Un dipinto del pittore austriaco Johann Rottmayr von Rosenbrunn che, in linea con gli eccessi più emblematici del Barocco, realizza una scena in cui la sensualità delle carni esposta e illuminata in primo piano cattura l’attenzione del riguardante. Lot viene reso ebbro dalle figlie che a turno si uniscono a lui per potergli dare una discendenza dopo la morte della madre durante la fuga dalla distruzione di Sodoma (visibile quest’ultima nell’angolo in alto del dipinto). Lot ha l’occhio sbarrato, inconsapevole e in una mano accoglie il vino, nell’altra le carezze, completamente inerme e abbandonato al piacere.
Le opere russe ricoprono invece un arco temporale di sessantacinque anni e ricadono in stilemi e suggestioni ispirate da principi e soggetti che partono dal Neoclassicismo per arrivare al Simbolismo più emblematico.
Nel dipinto del 1824 di Aleksandr Andreevič Ivanov si riprende un passo dell’Iliade di Omero (XXIV libro) e si narra di un padre che ha perduto il figlio: Priamo.

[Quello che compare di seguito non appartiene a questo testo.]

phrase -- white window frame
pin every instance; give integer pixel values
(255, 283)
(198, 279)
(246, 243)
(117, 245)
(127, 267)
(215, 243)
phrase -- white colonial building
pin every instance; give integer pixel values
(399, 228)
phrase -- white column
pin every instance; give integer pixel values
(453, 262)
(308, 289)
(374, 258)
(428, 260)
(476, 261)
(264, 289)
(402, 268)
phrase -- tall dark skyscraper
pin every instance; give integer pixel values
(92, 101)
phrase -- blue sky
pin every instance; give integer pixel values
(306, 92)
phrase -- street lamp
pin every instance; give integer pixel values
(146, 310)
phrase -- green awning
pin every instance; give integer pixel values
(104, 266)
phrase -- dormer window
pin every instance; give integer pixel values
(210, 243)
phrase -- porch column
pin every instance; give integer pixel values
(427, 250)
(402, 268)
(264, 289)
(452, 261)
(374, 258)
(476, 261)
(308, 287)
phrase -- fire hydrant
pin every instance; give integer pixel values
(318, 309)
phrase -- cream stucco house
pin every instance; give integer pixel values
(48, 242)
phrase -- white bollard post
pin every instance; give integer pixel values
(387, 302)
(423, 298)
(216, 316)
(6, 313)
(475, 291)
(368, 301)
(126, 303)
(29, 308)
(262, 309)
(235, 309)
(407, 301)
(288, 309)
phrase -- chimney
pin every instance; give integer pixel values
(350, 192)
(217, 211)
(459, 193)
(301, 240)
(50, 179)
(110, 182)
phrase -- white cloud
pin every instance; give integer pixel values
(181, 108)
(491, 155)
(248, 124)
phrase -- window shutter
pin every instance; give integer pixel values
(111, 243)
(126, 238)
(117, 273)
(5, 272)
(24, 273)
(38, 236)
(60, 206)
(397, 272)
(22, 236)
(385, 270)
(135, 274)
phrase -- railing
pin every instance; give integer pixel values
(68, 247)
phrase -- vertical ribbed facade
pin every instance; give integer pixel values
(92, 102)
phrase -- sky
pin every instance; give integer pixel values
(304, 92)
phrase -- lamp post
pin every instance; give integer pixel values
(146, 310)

La scena raffigura quest’ultimo, implorante in ginocchio al cospetto di Achille la restituzione del corpo di suo figlio Ettore.
Impostato lungo una diagonale, il dipinto è diviso lungo questa a metà, ha una direzione ascendente ed è cosparso di riferimenti simbolici: dal caduceo poggiato sul pavimento tra Priamo ed Achille, emblema di pace e prosperità e che serviva a dirimere le liti, alla statua di Giove che sovrasta Achille.
Un altro padre piange sul corpo del figlio nel dipinto del 1864 di Vyacheslav Grigorievich Schvarts ed è Ivan il Terribile: preziosi damaschi, velluti, pellicce e paramenti arricchiscono la funzione religiosa in un ambiente scuro e illuminato da fioche candele mentre Ivan, compiuto l’omicidio del figlio in un accesso di collera, ha lo sguardo perso nel vuoto ed ha lasciato cadere il rosario.
Tutt’altra luce presenta l’opera di Vasily Vereschagin del 1868 La visita al padre carcerato, diffusa e cruda, sottolineata da un disegno accurato. La scena è triste e realistica e sul quadretto familiare pesa l’angoscia del futuro anche se il bambino più piccolo giocherebbe volentieri coi lacci delle scarpe del padre.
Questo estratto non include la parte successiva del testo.